Butler v Mulholland (No 2) [2013] VSC 662Robson J addressed a dispute within the Democratic Labor Party as to who was the secretary of the party and the person responsible for providing details to the electoral officer for registration under the Victorian legislation.

Cameron v Hogan (1934) 51 CLR 358[1934] HCA 24 - binding authority that disputes arising from the application of the rules of an unincorporated political party are not justiciable. 

Edgar and Walker v Meade (1916) 23 CLR 29[1916] HCA 70 - concluded that disputes concerning the rules of a voluntary organization became justiciable when the voluntary association attained (what Dowsett J described as) ‘significance in public affairs’. 

Johnson v The Greens NSW [2019] NSWSC 215 - Robb J noted that s 26 of the Associations Incorporation Act 2009 (NSW) gave contractual force to that political party’s constitution and thus Cameron v Hogan was inapplicable.

LNC Industries Ltd v BMW (Australia) Ltd (1983) 151 CLR 575[1983] HCA 31 - provides that the Court, in dealing with the Electoral Act, would be dealing with an issue arising under a federal law and would therefore be exercising federal jurisdiction.

Mulholland v Australian Electoral Commission (2004) 220 CLR 181[2004] HCA 41 - noted that the scheme for registration was first introduced in 1983, and later amended in 2000 and 2001. 

Ruddick v Commonwealth of Australia [2022] HCA 9 - explained that the other contextual factor relating to the registration of political parties was the provision of direct funding for political parties. 

Setka v Carroll (2019) 58 VR 657[2019] VSC 571 - involved a challenge to the expulsion of the plaintiff from the Australian Labor Party by resolution of the National Executive. 

Analysis:

Although the Court in Cameron v Hogan made no reference to any electoral legislation, presumptions as to the nature and operation of political parties were probably influenced by that legislative context.  The joint reasons in Cameron v Hogan did not conclude that no issue as to the operation and management of a voluntary association could be the subject of proceedings in a court.   The joint reasons acknowledged that proceedings might be brought to enforce a proprietary interest in property held by a voluntary association and to enforce contractual rights between members (if any).  There might also be an action in tort if members of the association took steps in reliance upon an attempted expulsion from membership which steps were resisted.  

The plaintiff’s basis for distinguishing Cameron v Hogan was the changed statutory scheme for the regulation of political parties.  The issue, however, is not whether the Electoral Act has changed significantly since 1934 (which it clearly has), but whether the changes warrant intervention in a particular case.  The existence of a dispute does not enliven the jurisdiction of the Court to determine the dispute.  There was a dispute in Cameron v Hogan, but the Court did not have power to determine it.

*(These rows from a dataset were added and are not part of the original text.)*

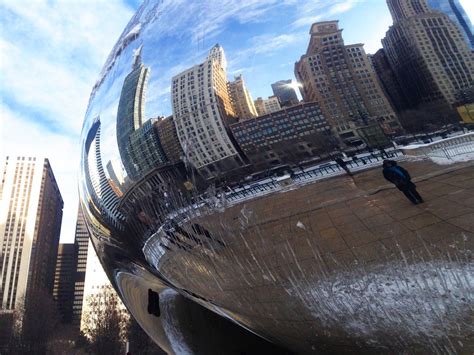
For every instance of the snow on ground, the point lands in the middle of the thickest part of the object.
(453, 160)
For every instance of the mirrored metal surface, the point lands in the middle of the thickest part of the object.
(253, 208)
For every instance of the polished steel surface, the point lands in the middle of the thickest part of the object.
(312, 260)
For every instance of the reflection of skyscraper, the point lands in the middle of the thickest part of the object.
(130, 113)
(265, 106)
(145, 149)
(456, 13)
(302, 128)
(82, 242)
(202, 109)
(30, 223)
(241, 99)
(428, 55)
(285, 93)
(342, 79)
(104, 198)
(169, 139)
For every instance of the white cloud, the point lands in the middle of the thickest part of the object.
(52, 53)
(314, 11)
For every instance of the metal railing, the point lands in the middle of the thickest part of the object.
(311, 174)
(446, 148)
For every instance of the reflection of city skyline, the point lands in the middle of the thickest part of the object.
(340, 78)
(224, 193)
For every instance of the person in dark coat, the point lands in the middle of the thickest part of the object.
(343, 165)
(402, 180)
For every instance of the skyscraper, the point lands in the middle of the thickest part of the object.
(202, 110)
(428, 55)
(64, 280)
(456, 13)
(388, 80)
(30, 224)
(103, 197)
(166, 130)
(342, 79)
(241, 99)
(130, 112)
(285, 93)
(82, 241)
(265, 106)
(145, 148)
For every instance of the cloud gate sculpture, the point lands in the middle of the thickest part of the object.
(223, 221)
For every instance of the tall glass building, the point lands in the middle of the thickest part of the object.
(456, 13)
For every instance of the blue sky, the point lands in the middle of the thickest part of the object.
(53, 51)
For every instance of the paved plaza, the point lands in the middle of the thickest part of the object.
(344, 262)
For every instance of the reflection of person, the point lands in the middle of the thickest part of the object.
(343, 165)
(402, 180)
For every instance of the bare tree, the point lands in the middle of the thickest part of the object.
(33, 323)
(105, 322)
(139, 341)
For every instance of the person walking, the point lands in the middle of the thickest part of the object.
(343, 165)
(402, 180)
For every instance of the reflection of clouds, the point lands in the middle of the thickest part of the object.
(178, 34)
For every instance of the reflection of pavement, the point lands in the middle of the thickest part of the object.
(345, 261)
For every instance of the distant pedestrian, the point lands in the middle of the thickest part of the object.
(343, 165)
(402, 180)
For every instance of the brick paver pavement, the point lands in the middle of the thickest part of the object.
(344, 262)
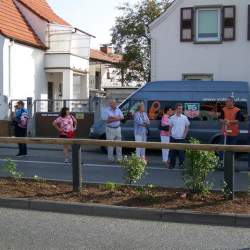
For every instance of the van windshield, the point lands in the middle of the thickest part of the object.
(195, 111)
(129, 107)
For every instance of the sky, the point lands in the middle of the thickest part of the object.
(93, 16)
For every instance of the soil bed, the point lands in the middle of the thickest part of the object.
(124, 196)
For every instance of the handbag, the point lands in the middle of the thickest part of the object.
(164, 128)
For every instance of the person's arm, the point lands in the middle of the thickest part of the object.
(237, 118)
(222, 119)
(147, 119)
(186, 128)
(137, 119)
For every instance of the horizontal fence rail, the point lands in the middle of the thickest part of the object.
(128, 144)
(229, 151)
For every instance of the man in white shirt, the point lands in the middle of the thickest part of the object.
(179, 125)
(113, 116)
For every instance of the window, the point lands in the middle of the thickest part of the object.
(197, 77)
(208, 24)
(195, 111)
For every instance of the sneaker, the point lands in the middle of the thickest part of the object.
(181, 166)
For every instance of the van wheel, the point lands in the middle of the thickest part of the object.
(103, 149)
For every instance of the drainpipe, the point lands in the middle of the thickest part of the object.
(10, 66)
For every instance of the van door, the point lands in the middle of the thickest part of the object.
(128, 109)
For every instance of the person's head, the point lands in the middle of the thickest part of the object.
(113, 104)
(230, 102)
(168, 111)
(19, 104)
(64, 112)
(178, 108)
(140, 107)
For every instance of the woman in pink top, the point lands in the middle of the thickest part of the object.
(165, 133)
(66, 125)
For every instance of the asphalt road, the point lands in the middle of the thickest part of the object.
(96, 169)
(31, 230)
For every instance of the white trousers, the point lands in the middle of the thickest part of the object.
(140, 152)
(165, 152)
(114, 134)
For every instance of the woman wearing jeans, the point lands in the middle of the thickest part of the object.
(165, 133)
(141, 122)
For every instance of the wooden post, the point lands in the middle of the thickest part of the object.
(229, 168)
(76, 168)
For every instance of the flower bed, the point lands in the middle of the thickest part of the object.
(111, 194)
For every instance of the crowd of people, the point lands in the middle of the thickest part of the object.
(173, 128)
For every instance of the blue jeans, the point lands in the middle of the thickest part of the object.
(175, 153)
(231, 140)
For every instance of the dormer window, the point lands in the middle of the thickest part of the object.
(208, 25)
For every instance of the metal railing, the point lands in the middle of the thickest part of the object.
(76, 144)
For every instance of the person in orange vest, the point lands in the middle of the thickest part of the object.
(230, 118)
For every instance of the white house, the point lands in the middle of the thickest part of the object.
(202, 40)
(104, 68)
(41, 55)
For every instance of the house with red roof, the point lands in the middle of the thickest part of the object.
(41, 55)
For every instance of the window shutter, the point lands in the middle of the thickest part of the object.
(187, 15)
(248, 27)
(229, 24)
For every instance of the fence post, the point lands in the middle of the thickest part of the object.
(76, 167)
(229, 167)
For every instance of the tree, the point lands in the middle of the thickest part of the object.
(131, 38)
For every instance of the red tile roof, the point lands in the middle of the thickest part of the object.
(101, 56)
(14, 25)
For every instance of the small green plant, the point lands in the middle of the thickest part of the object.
(37, 178)
(226, 191)
(10, 167)
(199, 164)
(110, 186)
(134, 168)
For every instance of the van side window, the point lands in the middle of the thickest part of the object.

The plaintiff contended that statutory recognition of the process of endorsement gave rise to a right enforceable at the behest of an interested party member, to have the court determine the validity of the internal process by which the endorsement occurred.  Statements that pre-selection disputes have a “close connection” with provisions of the Electoral Act concerning nomination, endorsement and funding fall short of explaining why a dispute between the members of an organisation whose rules lack contractual force may become justiciable.

The public interest in the operation of major political parties does not justify judicial intervention in internal party disputes generally.  The provisions in the current Electoral Act providing for party registration, candidate nomination and endorsement, and public funding do not purport to affect the general internal operations of political parties. 

Conclusion:

The Court ordered to dismiss the statement of claim filed on 15 March 2022 in the Equity Division, removed into this Court by order made on 30 March 2022 and remitted by the High Court of Australia on 31 March 2022.